If harmonics of a specific order are a problem due to the nature of the load,
Settings are made according to the characteristics of the system and load, such as ``increase the carrier frequency when the N-order harmonic becomes 0% or more of the fundamental wave.''

In this case, the carrier wave frequency control circuit 9C responds quickly to the condition of increasing the carrier wave frequency, and starts operating after the condition continues for a certain period of time to the condition of decreasing the carrier wave frequency.

This is to avoid frequent increases and decreases in the carrier wave frequency in the case of a load in which harmonics vary randomly. give a signal.

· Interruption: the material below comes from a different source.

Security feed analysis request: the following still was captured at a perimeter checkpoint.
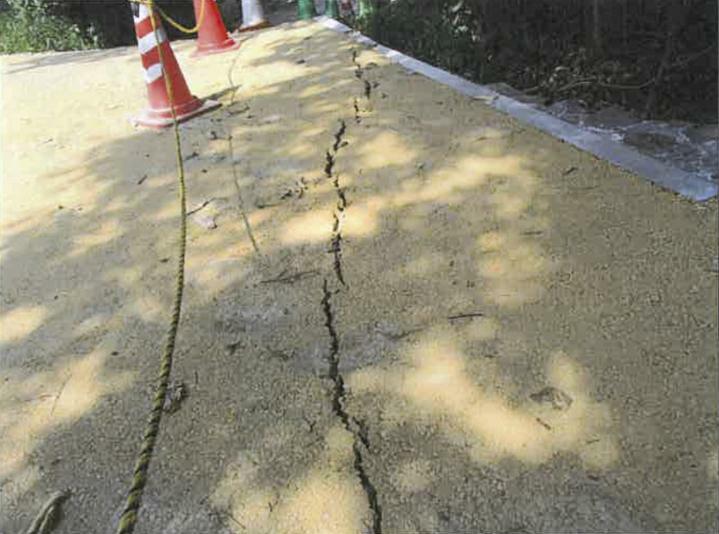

In this way, by switching the main circuit element IO at the lowest possible carrier frequency within the range where the voltage distortion on the grid side and the amount of harmonic generation in the load satisfy the preset conditions, the active filter can be made effective with minimum switching loss. It becomes possible to operate it.

〔Effect of the invention〕

As explained above, according to the control device for the PWM converter type active filter of the present invention, the switching of the main circuit elements is performed at the lowest possible carrier frequency within the preset conditions, so that the desired harmonic suppression effect can be achieved. Switching loss was reduced without any loss. Highly efficient active filter operation can be achieved.

[Brief explanation of drawings]

FIG. 1 is a system diagram showing an example of an active filter control device according to the present invention, FIG. 2 is a system diagram showing an example of a conventional active filter control device, and FIG. 3 is an explanation of PWM control of an active filter. It is a diagram. 1... Power system ja2... Harmonic generation load 3... Active filter main circuit 4... Active filter control circuit 5... Compensation current command value calculation circuit 6... Constant current control circuit 7. ...Gate pulse generation circuit 8...Carrier wave generation circuit 9A...Voltage distortion detection circuit 9B...
・Harmonic detection circuit 9C...carrier frequency control circuit
10. l0A-100...Main circuit element 11...Diode 12...Module 13...
Reactor 14...DC capacitor 1
5, 16...CT (8733) Agent Patent attorney Yoshiaki Inomata (and 1 other person) Figure 1 +3121011

Claims (1)

[Claims] Harmonic detection detects each harmonic generated by the load in a control device for a PWM converter type active filter that is connected in parallel to a harmonic generating load connected to the power system and compensates for harmonics generated by the load. A voltage distortion detection circuit that detects voltage distortion at the load input terminal compares the detected harmonics and voltage distortion with preset operating conditions, and automatically adjusts the PWM carrier frequency of the PWM converter based on the comparison results. 1. A control device for an active filter, comprising a carrier frequency control circuit for adjusting.